Success on Change.org means that the petition has enough signatures to cause the change the petition aimed for. This has been the outcome for thousands of posted petitions, from rallying against Gatorade , and the city of Edmonton , to rallying for support from Secretary of State Hilary Clinton .
Here are the main reasons social petitions are so effective:
It’s all social.
Unlike old school petitions, social petitioning on Change.org allows signers to see every person who has signed the petition before them. Signers can also set up public profiles to track previous participation and follow other people with similar interests on the site.
Crowd-sourcing has become the best way to know what people want to see because people are adding their own content! With 20 million Change.org users, each one has a cause, or many, that they are interested in.

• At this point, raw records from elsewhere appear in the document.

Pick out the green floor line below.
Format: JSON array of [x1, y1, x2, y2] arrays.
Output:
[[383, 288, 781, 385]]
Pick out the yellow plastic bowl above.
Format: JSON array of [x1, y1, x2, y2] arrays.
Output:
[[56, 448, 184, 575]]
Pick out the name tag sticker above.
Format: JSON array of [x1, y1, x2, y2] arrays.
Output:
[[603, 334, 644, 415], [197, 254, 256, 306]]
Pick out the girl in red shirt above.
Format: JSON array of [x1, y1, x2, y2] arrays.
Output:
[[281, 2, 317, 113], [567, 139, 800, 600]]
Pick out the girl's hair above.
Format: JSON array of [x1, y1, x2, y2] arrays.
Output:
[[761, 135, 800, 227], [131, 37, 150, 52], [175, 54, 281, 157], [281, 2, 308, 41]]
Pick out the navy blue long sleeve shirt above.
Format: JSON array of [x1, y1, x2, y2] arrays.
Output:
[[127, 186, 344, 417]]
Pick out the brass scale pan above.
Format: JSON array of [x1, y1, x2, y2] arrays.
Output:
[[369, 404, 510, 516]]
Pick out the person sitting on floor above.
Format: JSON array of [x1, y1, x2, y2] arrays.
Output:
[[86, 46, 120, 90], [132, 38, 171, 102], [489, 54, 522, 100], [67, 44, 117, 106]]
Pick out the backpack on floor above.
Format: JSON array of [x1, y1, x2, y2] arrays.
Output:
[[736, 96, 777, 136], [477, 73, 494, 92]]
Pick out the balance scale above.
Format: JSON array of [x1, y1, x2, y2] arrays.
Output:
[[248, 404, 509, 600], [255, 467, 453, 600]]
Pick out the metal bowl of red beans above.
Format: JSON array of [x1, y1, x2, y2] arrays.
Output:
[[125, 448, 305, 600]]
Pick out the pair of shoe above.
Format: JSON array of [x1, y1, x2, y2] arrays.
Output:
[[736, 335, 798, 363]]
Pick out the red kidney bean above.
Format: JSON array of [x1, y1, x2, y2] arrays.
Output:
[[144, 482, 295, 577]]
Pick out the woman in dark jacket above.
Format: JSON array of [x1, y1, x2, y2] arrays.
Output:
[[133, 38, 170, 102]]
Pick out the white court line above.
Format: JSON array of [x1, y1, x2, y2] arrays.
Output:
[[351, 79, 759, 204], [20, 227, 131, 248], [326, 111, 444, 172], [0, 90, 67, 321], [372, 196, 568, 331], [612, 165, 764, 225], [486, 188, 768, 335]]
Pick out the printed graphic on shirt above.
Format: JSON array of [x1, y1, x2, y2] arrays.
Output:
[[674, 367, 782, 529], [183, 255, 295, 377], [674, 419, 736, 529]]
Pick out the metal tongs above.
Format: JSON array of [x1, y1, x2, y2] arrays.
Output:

Allowing the users to not only add but also customize the petition pages for their causes creates unique perspectives that can only come from a crowd-sourced platform.
It makes us feel good.
Everyone is attracted to things that make them feel good, and that’s easy to see with the immense success of Change.org. Visiting the site and seeing all the causes users can take action for or against provides the feeling that they are contributing to the greater good. The sense of accomplishment that comes from taking action makes the Change.org user want to come back and keep signing for causes they believe in.
The tech world has used disruption to justify continuous innovation. Change.org exemplifies disruption with every new petition that is posted and even further with the victories.